The focus on timescales on which a League team operates, and how it manages information on those timescales, builds on Chabris’s (2017) argument for the possibility of games to be vital to major advances in other fields, most notably cognitive science. He claims that by virtue of the breadth of timescales on which precisely measurable, complex activity takes place in action video games, “from millisecond-level responses...” (Chabris, 2017) through months of skill and knowledge development, such games could open new avenues for studying human cognition and performance. To examine this claim, the present work details the various timescales on which a League team thinks and acts in a competitive match and the strategies for distributing and using temporal knowledge in one particular elite team.

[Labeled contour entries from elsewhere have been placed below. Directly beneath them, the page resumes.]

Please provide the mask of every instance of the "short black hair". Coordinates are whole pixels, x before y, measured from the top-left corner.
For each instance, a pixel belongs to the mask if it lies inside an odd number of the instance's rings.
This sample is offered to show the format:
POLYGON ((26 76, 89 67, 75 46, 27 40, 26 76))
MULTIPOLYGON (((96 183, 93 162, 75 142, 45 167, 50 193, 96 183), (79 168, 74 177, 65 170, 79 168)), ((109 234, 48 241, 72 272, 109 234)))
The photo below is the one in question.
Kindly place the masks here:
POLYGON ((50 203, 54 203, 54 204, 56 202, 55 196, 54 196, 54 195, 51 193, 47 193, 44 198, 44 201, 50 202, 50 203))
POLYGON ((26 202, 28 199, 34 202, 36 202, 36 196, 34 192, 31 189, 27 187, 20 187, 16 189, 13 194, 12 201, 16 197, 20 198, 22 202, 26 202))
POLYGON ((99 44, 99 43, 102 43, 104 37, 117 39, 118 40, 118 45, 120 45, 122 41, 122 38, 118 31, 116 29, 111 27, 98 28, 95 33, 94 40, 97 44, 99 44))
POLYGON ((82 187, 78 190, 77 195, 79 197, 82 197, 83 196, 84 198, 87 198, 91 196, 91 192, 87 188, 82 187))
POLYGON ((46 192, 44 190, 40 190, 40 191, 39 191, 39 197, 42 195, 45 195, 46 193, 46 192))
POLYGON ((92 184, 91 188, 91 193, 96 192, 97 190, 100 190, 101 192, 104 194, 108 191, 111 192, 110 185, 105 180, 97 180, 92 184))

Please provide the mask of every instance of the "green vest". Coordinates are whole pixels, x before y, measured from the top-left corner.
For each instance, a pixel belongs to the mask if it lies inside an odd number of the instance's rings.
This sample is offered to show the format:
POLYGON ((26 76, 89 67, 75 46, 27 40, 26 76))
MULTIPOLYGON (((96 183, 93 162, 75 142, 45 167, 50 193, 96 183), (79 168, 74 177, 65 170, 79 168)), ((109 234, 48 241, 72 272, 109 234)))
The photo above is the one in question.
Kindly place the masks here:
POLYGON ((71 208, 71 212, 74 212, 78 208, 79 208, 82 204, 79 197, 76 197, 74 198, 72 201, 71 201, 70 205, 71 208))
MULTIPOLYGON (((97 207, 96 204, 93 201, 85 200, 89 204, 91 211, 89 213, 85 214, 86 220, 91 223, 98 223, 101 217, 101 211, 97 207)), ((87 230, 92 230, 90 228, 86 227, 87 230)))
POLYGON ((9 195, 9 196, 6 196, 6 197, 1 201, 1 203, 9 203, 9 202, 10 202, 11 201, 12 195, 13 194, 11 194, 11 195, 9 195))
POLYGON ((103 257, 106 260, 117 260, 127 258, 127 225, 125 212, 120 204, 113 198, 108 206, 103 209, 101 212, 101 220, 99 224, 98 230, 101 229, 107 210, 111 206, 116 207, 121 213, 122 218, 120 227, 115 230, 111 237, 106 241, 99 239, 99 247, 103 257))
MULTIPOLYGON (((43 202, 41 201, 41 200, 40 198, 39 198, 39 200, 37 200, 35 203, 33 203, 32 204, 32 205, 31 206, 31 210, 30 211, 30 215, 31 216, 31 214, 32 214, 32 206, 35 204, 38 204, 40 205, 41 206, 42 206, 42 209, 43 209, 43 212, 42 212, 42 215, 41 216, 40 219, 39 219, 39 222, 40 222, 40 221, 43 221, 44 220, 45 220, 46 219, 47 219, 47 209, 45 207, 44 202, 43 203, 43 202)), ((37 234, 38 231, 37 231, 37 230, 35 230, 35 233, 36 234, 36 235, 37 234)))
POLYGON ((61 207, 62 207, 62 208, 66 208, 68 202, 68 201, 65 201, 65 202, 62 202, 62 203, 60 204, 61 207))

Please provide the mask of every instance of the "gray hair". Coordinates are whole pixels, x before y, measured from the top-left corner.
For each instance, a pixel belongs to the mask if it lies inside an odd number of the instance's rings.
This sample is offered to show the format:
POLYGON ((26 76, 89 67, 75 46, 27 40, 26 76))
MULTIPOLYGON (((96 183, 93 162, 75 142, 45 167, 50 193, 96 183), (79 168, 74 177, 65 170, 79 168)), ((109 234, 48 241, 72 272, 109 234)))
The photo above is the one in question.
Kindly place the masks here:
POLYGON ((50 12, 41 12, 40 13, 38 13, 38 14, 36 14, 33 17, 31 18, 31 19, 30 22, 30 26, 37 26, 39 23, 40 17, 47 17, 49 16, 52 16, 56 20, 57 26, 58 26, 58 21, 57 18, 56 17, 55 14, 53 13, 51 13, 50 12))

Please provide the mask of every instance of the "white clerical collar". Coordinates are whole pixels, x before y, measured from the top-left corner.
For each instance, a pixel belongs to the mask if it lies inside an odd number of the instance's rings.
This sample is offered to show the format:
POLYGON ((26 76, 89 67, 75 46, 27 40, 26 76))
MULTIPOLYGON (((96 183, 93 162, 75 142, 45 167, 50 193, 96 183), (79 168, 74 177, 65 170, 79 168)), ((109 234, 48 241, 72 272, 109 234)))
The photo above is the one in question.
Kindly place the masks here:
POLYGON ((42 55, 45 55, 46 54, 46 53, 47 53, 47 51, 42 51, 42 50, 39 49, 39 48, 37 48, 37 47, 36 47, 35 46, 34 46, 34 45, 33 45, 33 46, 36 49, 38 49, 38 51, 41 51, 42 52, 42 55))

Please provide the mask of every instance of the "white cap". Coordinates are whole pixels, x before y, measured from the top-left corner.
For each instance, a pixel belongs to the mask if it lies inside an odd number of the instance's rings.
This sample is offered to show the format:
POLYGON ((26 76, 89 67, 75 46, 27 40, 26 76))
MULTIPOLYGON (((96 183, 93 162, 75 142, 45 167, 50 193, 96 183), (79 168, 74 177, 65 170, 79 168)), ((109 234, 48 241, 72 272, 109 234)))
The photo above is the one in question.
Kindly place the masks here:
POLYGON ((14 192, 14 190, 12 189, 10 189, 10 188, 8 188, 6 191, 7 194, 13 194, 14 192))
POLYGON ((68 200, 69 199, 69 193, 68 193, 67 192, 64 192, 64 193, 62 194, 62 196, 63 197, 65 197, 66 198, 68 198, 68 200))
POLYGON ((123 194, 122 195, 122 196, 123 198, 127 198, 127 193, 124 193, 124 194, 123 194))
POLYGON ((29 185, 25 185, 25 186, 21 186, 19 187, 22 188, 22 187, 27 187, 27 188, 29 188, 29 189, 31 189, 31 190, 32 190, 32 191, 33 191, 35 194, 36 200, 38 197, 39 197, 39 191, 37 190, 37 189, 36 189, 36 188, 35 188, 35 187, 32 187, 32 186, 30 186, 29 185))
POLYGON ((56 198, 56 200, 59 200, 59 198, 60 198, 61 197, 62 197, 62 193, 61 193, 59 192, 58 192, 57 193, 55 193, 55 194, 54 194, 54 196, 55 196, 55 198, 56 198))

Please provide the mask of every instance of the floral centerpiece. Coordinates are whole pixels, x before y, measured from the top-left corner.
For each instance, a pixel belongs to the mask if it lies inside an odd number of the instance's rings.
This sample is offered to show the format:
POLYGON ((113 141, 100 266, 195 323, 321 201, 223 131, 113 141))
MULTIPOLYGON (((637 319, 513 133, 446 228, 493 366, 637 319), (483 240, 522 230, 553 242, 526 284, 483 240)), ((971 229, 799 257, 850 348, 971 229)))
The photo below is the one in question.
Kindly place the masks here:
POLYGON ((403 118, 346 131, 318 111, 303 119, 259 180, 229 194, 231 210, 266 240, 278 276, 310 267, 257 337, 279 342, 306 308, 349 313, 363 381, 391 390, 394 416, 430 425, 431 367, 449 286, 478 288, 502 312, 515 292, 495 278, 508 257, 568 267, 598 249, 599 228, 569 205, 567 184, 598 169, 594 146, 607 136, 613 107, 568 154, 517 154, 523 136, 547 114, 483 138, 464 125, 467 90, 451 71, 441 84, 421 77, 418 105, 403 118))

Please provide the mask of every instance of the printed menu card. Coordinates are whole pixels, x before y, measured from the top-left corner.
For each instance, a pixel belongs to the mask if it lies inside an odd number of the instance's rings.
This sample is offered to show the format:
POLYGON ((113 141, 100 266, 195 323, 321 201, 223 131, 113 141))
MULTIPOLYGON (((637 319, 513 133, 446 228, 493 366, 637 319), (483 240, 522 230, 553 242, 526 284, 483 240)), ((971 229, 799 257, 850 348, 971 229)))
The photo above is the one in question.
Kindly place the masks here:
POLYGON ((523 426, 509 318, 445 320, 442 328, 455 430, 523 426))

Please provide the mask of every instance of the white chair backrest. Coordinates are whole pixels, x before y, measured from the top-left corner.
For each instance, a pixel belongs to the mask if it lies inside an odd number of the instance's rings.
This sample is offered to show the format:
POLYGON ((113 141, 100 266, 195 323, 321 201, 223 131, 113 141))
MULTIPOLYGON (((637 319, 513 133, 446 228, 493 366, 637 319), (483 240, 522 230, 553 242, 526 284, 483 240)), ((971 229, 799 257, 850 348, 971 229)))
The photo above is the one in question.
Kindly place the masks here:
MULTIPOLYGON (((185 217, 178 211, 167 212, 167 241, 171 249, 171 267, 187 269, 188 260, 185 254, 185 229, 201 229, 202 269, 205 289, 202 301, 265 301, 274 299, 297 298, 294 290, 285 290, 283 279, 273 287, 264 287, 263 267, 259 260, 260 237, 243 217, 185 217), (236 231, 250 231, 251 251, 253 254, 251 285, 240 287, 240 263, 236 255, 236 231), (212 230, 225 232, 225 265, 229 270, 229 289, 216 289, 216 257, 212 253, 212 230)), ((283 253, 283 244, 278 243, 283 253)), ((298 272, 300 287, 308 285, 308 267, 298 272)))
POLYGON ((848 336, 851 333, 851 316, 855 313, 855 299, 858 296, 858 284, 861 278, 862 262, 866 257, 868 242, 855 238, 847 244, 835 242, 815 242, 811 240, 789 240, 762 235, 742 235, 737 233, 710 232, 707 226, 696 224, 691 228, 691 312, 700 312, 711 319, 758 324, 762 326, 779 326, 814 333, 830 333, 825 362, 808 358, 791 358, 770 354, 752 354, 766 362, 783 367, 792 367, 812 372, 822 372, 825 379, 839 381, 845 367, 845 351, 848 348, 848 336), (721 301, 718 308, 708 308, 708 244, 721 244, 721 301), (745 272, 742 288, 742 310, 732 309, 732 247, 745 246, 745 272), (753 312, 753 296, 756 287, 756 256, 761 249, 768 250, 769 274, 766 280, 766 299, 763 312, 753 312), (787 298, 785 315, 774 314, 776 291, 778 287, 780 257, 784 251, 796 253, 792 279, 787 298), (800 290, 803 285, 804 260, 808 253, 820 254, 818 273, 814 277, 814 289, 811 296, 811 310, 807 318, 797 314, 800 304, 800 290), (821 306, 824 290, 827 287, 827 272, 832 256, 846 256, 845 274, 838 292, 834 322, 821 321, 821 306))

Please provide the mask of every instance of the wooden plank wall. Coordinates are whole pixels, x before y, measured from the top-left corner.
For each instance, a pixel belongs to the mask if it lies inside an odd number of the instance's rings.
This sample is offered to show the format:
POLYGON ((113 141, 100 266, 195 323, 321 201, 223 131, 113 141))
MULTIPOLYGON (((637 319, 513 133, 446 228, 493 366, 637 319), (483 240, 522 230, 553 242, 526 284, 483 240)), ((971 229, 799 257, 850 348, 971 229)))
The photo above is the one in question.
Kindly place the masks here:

Wagner (2006), too, contends that studying esports can serve purposes other than understanding and designing games. Learning from how teams operate in the highly structured, high-pressure environment of competitive gaming can, he argues, translate to better understanding of how to train people to collaborate skillfully in a rigid digital structure, how elite performance in virtual environments compares to elite performance in traditional organizational teams, and how people learn through and around information and communication technology (Wagner, 2006).
League is particularly well suited for studying skillful collaboration, because no one player can be solely responsible for keeping track of and performing operations on every temporal parameter of the game. The team has to allocate knowledge where and when it is most helpful. Stored in the digital artifacts on-screen or in the players’ memories, information must be presented at the right moment to be of use. Produce potentially game-saving knowledge too early and it is, at best, lost in the sea of information flowing through the team – too late and a teammate has already died, the enemy has taken an objective, or at worst, the game has been lost. The player is situated in a system of people and artifacts, throughout which cognition is distributed. “Team,” throughout this article, refers to the cognitive system, comprised of screens, mouses, keyboards, headsets, human bodies, human minds, game clocks, countdown animations, chat logs, minimaps, gold and experience counters, and a number of other representational media. As Chen (2010) notes in his analysis of distributed cognition and actor-network theory (Latour, 2005) in World of Warcraft (Blizzard, 2004), “The material resources are not only helping; they are actually doing,” (p. 132) making people and artifacts equal actors in the activity.